Being a Cubs fan is a risk. You risk heartache and depression every time you think your team has a chance at being the best, like the Bulls were. Theoretically they're supposed to be bad every year, and on the off-chance that they have a good season, something terrible has to go wrong. And quite frankly, that assessment isn't technically wrong: I can rattle off all the years since 1945 that have Cub fans running to their beer: 1969, 1984, 1989, 2003, 2008 (there are a couple others in there, but quite honestly those teams didn't have a shot at winning the whole thing anyway). But, for all the times I hear in September or October of those fans swearing off the team ("this year took the cake! I am NEVER rooting for them again!") they're all crawling back in January, just in time for the annual convention. By March, they're already thinking "this is the year!" Why? Because of hope. That's why being a Cubs fan is a risk; every year fans hope that this is the year, in spite of the demons of fear that lurk underneath that layer of hope.
A couple years ago, upon the centennial of their last World Series title, I was extremely depressed at how their season ended (not unlike most people who root(ed) for this team). In this process I'd started thinking about why people voluntarily go through sport-related heartbreak. After all, if we were able to realize this, we could choose to root for another team and be free from it. But no, we come back like lemmings every new year, only to be cast off the cliff again. I came to the conclusion that being a Cubs fan kept me humble. After all, when I follow the Cubs, I really follow them. When I care about them, I really care about them. There's no half-assed middle ground. As a result, I give myself to the hype of the team, something that can prove to be quite dangerous.
[Normally I'd lapse into some faith/religious/spiritual tangent here to further prove my point, but this isn't the space for that, at least not right now.]
I realized that being a Cubs fan made me humble because each eventual end-of-season failure reminded me that being a sports fan is an emotionally dangerous thing. And following this particular team, as opposed to the Bulls, St. Louis Cardinals, Detroit Red Wings, Minnesota Twins, or almost any other team, offers the best reminder of that. To be sane, one must hold said team of rooting interest at arm's length. Unless I want to make baseball my career and work for the Cubs, it's better to look at this as a form of entertainment, amusement, excitement.

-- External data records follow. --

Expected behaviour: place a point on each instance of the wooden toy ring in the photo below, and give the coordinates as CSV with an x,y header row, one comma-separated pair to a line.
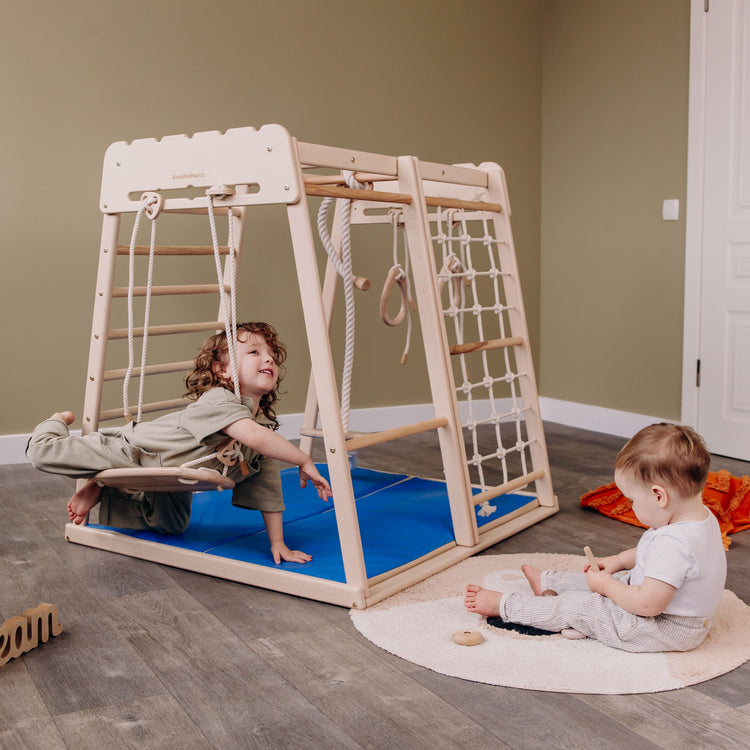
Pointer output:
x,y
228,452
468,637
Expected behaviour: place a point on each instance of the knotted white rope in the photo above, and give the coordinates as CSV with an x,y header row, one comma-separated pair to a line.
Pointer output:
x,y
151,205
228,454
398,274
343,265
228,303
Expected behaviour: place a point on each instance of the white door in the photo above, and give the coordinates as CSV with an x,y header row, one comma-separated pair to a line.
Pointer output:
x,y
722,392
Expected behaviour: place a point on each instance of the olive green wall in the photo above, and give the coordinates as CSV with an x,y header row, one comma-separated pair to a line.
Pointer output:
x,y
446,81
615,110
583,102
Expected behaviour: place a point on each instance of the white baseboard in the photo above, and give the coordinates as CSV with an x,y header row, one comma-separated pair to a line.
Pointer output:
x,y
583,416
595,418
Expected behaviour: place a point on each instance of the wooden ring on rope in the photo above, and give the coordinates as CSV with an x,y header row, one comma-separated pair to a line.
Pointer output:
x,y
152,204
395,276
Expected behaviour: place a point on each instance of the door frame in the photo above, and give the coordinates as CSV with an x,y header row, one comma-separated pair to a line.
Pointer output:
x,y
691,344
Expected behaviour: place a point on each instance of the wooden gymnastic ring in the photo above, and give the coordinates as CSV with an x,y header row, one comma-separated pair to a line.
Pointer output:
x,y
395,276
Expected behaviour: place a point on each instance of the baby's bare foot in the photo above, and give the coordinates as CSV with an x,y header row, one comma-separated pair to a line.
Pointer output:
x,y
484,602
83,501
534,577
67,416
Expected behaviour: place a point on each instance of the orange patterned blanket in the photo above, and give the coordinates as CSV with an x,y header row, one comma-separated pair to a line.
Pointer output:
x,y
727,496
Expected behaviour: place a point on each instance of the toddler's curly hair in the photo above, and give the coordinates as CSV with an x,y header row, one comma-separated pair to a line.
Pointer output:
x,y
672,454
214,351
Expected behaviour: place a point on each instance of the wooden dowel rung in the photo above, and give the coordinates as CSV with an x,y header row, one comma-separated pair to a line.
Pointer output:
x,y
218,211
338,179
174,403
162,369
479,346
466,205
122,333
503,489
160,291
333,191
172,250
375,438
316,432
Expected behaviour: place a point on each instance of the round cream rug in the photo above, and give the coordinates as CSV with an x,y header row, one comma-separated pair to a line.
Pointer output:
x,y
418,623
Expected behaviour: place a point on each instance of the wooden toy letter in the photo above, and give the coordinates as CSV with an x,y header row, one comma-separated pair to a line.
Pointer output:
x,y
20,634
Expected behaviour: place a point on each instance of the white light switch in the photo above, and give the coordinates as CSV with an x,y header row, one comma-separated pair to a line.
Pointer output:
x,y
670,210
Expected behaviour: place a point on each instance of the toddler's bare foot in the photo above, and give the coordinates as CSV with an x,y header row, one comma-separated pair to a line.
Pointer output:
x,y
485,602
83,501
534,577
67,416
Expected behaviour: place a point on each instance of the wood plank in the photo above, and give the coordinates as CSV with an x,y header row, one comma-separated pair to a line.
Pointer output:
x,y
142,641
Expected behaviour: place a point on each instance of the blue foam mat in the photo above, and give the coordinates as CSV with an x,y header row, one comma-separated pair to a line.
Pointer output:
x,y
401,518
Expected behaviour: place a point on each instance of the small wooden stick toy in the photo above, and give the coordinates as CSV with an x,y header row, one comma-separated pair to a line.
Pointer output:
x,y
590,558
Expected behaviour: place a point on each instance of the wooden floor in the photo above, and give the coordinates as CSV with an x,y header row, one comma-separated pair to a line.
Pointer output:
x,y
155,657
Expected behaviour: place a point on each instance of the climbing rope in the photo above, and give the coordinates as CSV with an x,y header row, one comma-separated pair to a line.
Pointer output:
x,y
343,265
228,305
398,275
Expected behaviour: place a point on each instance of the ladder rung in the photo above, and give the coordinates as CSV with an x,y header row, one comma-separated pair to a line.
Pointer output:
x,y
156,291
316,432
479,346
435,202
149,370
122,333
375,438
502,489
175,403
172,250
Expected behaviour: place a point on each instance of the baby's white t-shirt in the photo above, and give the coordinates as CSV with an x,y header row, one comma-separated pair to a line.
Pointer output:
x,y
690,556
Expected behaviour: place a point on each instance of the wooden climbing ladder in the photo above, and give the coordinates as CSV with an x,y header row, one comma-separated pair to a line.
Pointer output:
x,y
269,167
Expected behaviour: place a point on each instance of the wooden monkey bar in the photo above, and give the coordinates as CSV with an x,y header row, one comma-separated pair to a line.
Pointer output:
x,y
336,191
480,346
166,330
156,291
385,436
502,489
172,250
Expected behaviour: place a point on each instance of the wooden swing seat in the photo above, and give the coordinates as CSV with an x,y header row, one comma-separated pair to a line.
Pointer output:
x,y
165,479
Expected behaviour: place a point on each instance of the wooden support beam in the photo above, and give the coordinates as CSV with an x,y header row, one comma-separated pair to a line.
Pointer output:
x,y
175,403
172,250
136,372
375,438
479,346
160,291
122,333
502,489
333,191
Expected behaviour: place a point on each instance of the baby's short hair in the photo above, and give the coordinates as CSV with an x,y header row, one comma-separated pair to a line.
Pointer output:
x,y
670,454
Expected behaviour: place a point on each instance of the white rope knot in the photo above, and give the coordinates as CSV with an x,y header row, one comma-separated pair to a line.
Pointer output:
x,y
342,262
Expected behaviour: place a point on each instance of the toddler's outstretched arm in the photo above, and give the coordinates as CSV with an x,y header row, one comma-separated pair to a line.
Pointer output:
x,y
270,443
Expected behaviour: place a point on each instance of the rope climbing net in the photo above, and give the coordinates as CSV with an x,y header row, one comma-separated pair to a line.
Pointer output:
x,y
477,313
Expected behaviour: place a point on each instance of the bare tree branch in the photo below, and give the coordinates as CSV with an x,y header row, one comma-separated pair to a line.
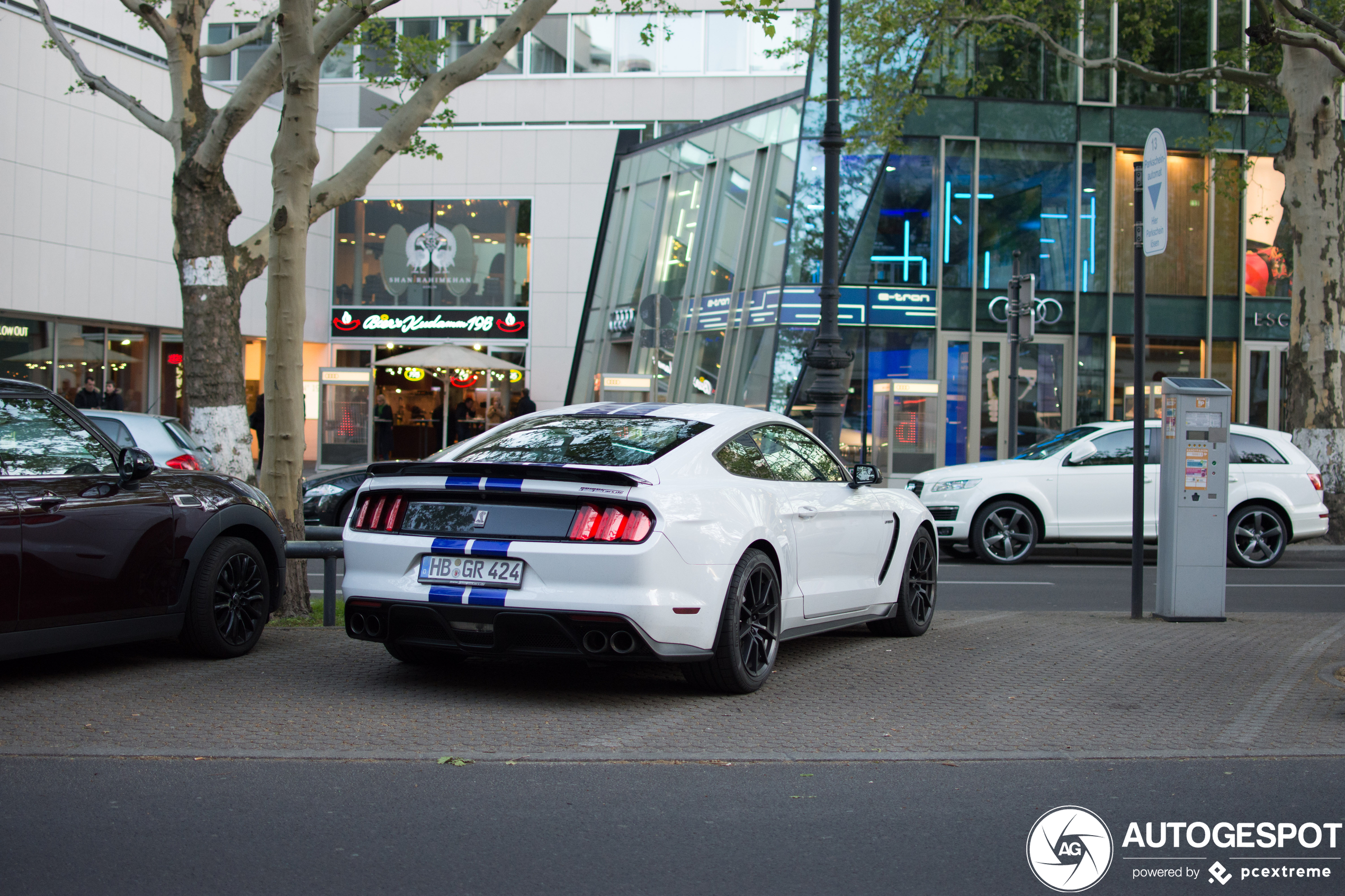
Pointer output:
x,y
264,78
100,84
1308,18
229,46
1312,42
397,132
1188,77
150,16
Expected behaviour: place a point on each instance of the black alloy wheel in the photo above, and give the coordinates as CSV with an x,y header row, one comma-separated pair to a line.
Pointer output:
x,y
750,630
230,601
1257,537
1004,532
913,613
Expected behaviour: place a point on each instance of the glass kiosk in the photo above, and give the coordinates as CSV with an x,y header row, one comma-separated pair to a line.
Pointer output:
x,y
907,426
345,401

I'm willing to be a bit more patient with them for now. For one, they have new owners, and specifically, owners who are committed to changing the culture of the franchise as opposed to merely making money. They're in it for the long haul, and not to put all their chips in for 2010. A second reason is that the team already passed the centennial for their championship drought. A lot of the angst for winning last decade was to accomplish said goal before hitting 100 years. That ended up not happening. At this point, what's the rush? Focus on growing the team as best as one can, and then try to win with that. It's how the champions do it, anyway. Thanks to the Ricketts family, perhaps the Cubs can try common sense for once. They haven't had it for, oh, about 65 years now.